As opposed to the pop art of 80ies´ work on ready-mades Lee and Kalsmose use the cultural created narratives as ready-mades and include them in their work so it becomes an elaboration on the concept itself. A good example is the culturally produced image of a happy family that we all seem to have bought as the true concept because someone chose to present the family in a certain way through edited narratives in the mass media. By using this image as a readymade Kalsmose points at it as a readymade just as if it had been Emin´s bed. That is what we discover when Lee exposes our illusion of her as a Latino or a yuppie – we’ve bought the image of how different cultural identities look or behave because we’ve all co-created that image through the fusion of images, narratives and cultural fields in our mass culture.
In this multi-identity universe the artists is in a middle-position between reality and the signs but lay themselves open to visualize and decode these structures that she lives in or is a part of. She enters the new situation and becomes a part of it, a sign of it – just like Warhol became a machine, she becomes a transformer of identity.

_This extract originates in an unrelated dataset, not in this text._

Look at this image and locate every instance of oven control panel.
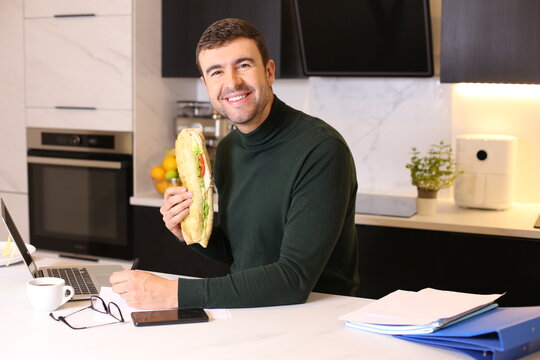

The use of new imaging technologies and intimate themes combined with performative narration in the three artist’s aesthetic strategies creates micro narratives that take the spectator behind the screen. Emin does it with her intimacy producing effects as we enter in dialogue with her real life experiences and thereby letting us into what can be perceived as something behind her constructed self, a true auteur behind the work. Kalsmose does it by never leaving her work- and artist-body but documenting that it is really her own life behind the screen. As opposed to the others Nikki S. Lee is the one that draws our attention to the existence of that screen and how it works by showing us that what we perceive as real is only constructions.
The most important thing about the art of all three artists in this project is not what we find in the depth of each single art piece. Their work becomes truly interesting and authentic when we recognize their personal identity behind the work and connects us to the self biographical aspects of the narratives they build in their intersubjectivity - the narrative they produce about themselves as representatives of other selves in our times.
As proposed during this project, and backed by relevant theoreticians, it seems that the postmodern situation has us all occupied with understanding ourselves in relation to others and our surroundings.
Tracey Emin, Nikki S. Lee and Mille Kalsmose are demonstrating and visualising the complexity of the time we live in and propose possible universes for action like the mapping of our past, our experiences, events and relations as strategies for the split subject. While Emin's only explicit answer to her feeling of dissolution is to express herself, Nikki S. Lee and Mille Kalsmose suggest more action-oriented ways and investigate the nature, possibilities and potential that a fluid concept of identity offers. To explore the opportunities of the postmodern and mediated world of multiply identities, imply consciousness and the ability to communicate. These are qualities that at least these three artists hold and from their unique position in society they are able to work with personal identity within a complex reality from another angle and not only make visible the features of our time, but also offer new models of possible universes. This seems highly relevant.